Nel documento i consiglieri Monegato, Bizzotto, Zen, Lazzarotto, Marin e Facchin segnalano l'assunzione presso Etra Spa “di un nuovo direttore risorse umane, in tempo di spending review, come rilevato dal bando di concorso pubblicato in estate sul sito della società” e chiedono “quale sia stato l'organo tecnico, come previsto dalla normativa sulle selezioni pubbliche, che ha provveduto all'analisi dei curricula ed alle attività di valutazione dei requisiti tecnico professionali dei candidati”.
“Ci risulta inoltre in corso in questo periodo - prosegue l'interrogazione - un'azione di radicale riorganizzazione della struttura operativa aziendale con nomina di un direttore generale, messa in atto dall'attuale consiglio di amministrazione.” “Inoltre si chiede - continua il testo - con quali criteri sia stata individuata la figura del direttore generale e quale organo tecnico abbia effettuato o stia effettuando tale selezione/valutazione del nuovo candidato a distanza di 2 anni dalle dimissioni del precedente direttore generale ing. Roberto Cuppellaro dimessosi dopo appena 1 anno dal suo insediamento.”
“Sicuramente Lei sig.
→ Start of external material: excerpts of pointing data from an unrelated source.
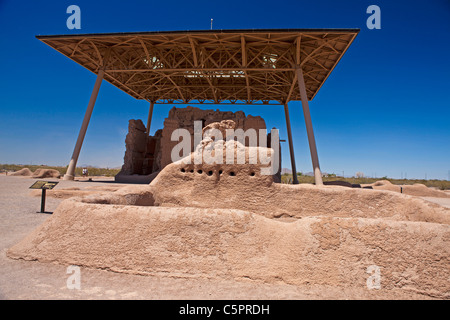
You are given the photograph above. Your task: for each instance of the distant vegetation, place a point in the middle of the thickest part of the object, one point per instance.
(78, 172)
(440, 184)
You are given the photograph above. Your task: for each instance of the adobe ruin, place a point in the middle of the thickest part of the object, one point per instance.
(145, 156)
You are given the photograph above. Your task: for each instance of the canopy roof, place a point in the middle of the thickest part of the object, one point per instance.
(216, 66)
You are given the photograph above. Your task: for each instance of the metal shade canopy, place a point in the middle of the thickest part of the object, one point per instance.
(212, 66)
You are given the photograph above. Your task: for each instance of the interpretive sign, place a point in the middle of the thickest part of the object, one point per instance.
(44, 185)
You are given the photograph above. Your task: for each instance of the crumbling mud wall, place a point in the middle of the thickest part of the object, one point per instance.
(146, 155)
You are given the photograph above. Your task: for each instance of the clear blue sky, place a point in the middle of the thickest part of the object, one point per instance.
(384, 110)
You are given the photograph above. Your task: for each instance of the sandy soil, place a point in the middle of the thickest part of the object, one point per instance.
(33, 280)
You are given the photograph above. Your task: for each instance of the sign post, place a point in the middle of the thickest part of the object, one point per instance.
(44, 186)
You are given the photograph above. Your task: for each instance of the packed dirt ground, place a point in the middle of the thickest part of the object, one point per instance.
(35, 280)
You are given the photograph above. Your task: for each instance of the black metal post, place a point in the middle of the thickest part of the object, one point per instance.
(43, 200)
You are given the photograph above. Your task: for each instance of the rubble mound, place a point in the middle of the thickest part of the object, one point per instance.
(222, 220)
(46, 173)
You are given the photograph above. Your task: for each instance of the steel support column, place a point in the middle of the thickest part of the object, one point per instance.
(70, 174)
(291, 144)
(309, 128)
(149, 119)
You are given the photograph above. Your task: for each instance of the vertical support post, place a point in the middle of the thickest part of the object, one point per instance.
(149, 119)
(291, 144)
(309, 128)
(70, 174)
(43, 200)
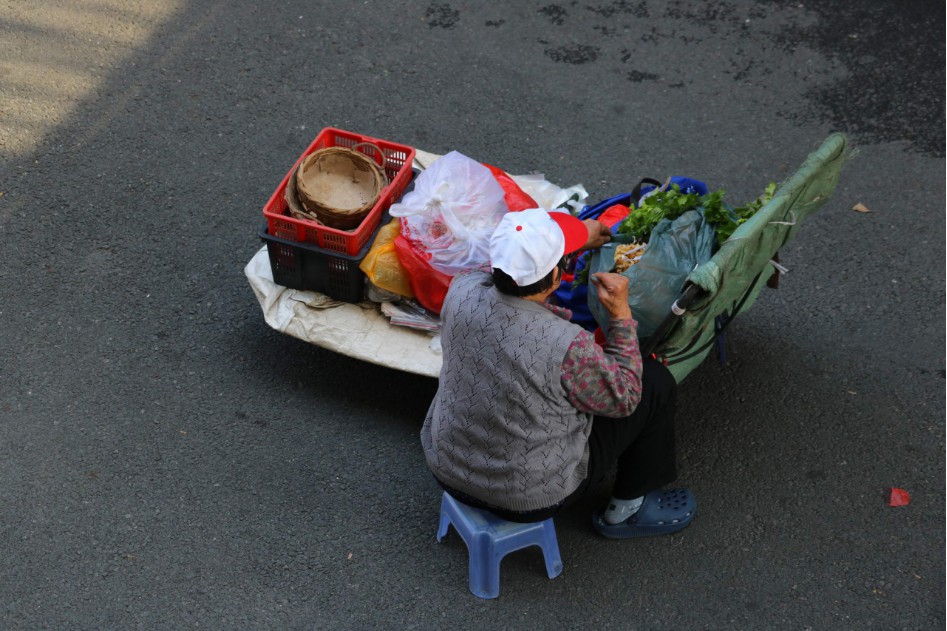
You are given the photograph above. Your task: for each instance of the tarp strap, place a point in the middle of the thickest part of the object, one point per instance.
(719, 328)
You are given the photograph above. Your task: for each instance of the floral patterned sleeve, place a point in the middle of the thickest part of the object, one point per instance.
(606, 382)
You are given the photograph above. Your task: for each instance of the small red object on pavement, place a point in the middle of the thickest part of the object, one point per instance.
(899, 497)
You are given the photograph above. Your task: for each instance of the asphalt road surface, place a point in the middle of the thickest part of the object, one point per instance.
(168, 461)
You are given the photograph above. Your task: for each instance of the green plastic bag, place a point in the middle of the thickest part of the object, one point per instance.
(674, 250)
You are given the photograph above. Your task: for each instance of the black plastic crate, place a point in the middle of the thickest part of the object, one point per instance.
(307, 266)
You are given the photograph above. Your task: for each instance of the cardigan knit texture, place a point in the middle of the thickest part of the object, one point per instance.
(501, 427)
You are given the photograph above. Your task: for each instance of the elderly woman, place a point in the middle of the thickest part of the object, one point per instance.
(530, 411)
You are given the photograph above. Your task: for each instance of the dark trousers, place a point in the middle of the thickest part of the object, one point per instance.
(642, 446)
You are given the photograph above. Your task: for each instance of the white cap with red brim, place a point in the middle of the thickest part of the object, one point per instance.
(528, 244)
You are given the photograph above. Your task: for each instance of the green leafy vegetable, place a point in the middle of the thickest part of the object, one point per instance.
(666, 204)
(672, 203)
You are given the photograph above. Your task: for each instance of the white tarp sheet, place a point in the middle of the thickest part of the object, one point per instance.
(360, 330)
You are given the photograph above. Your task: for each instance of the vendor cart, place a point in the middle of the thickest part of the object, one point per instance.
(713, 295)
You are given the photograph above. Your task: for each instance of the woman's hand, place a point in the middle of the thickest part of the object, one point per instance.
(599, 234)
(612, 292)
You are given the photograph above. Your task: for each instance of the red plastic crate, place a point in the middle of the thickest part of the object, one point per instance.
(398, 161)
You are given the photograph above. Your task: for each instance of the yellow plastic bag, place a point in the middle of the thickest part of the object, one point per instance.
(381, 264)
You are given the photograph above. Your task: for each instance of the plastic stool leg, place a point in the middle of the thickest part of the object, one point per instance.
(550, 546)
(484, 571)
(444, 522)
Sindaco - aggiungono i consiglieri del PDL - sarà a conoscenza in forza dei poteri di controllo a Lei spettanti che non si tratta della prima riorganizzazione messa in atto nell'arco dei 3 anni di mandato dai Consigli amministrazione e sorveglianza che Lei ha contribuito a nominare.”
Secondo il gruppo di opposizione “tali azioni sono messe in atto in spregio alle più elementari regole di governo politico aziendale in quanto effettuate alla fine del mandato dei Consigli, entrambi in scadenza con l'esercizio 2013 (quindi scaduti il 31.12.2013) ed in carica solo per l'ordinaria amministrazione sino all'approvazione del bilancio d'esercizio e peraltro non più rinnovabili alla luce delle recenti normative sul divieto di rinnovo di tali cariche agli amministratori attualmente in carica.”
Gli interroganti chiedono pertanto al sindaco, in veste anche di presidente della Conferenza dei Servizi di Etra, “quali azioni siano state formalmente messe in atto da Lei e anche dai rappresentanti politico-amministrativi del comprensorio bassanese nominati in seno al Consiglio di sorveglianza (in particolare dal suo presidente nonché ex onorevole e ex sindaco e attualmente assessore di Rosà Manuela Lanzarin) e di amministrazione di Etra S.p.A” con particolare riferimento ai fatti sopra citati.
Con un riferimento anche agli scenari amministrativi del prossimo futuro: “Riteniamo che, politicamente, a garanzia di tutti gli enti locali soci di Etra - rileva il gruppo consiliare PDL -, siano gli amministratori locali che saranno eletti nella imminente prossima tornata elettorale ad individuare i nuovi organi amministravi di Etra, i quali a loro volta avvieranno la selezione del nuovo management aziendale.”